Naringin Effect on SARS-CoV-2 Pseudovirus Entry and Spike Mediated Syncytia Formation in hACE2-overexpressing Cells

A molecular docking study demonstrates the interaction between naringin, a citrus flavonoid, with SARS-CoV-2 spike RBD. Nevertheless, in vitro investigation of the inhibitory effect of naringin on SARS-CoV-2 entry and syncytia models has yet to be carried out. We synthesized VSV∆G-GFP/Spike* pseudovirus (PSV) as a SARS-CoV-2 model by pseudotyping VSV∆G-GFP/S* in BHK-21 cells overexpressing the SARS-CoV-2 spike glycoprotein. In the SARS-CoV-2 PSV entry assay, we utilized CHO-K1 cells transfected with hACE2 plasmid, which were then treated with naringin and SARS-CoV-2 PSV/naringin. After 16-18 h incubation, PSV internalization represented by the GFP signal was observed under a fluorescence microscope. Immunofluorescence staining was also performed to probe the SARS-CoV-2 spike and confirm the PSV entry. We performed a syncytia assay using 293T cells co-transfected with SARS-CoV-2 spike/hACE2. Six hours after transfection, the cells were treated with naringin and incubated for another 16-18 hours.

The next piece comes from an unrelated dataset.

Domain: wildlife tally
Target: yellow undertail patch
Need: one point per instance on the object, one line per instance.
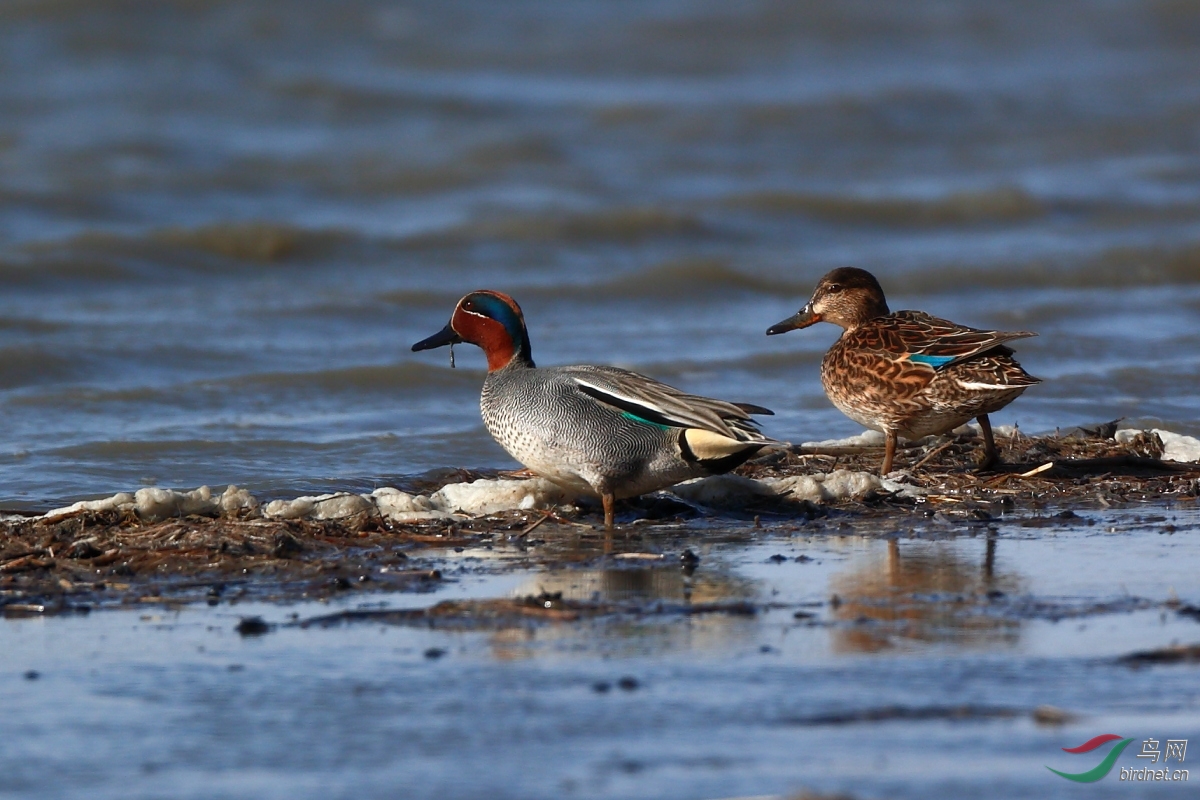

Then, we observed syncytia using a phase contrast microscope. Based on fluorescence foci quantification, the results indicated that naringin might inhibit SARS-CoV-2 PSV entry at a concentration of 100 µM (P<0.05). However, naringin did not prevent syncytia formation compared to solvent control. These PSV entry and syncytia assay results suggested that naringin potentially inhibited SARS-CoV-2 viral infection but not cell-to-cell viral transmission.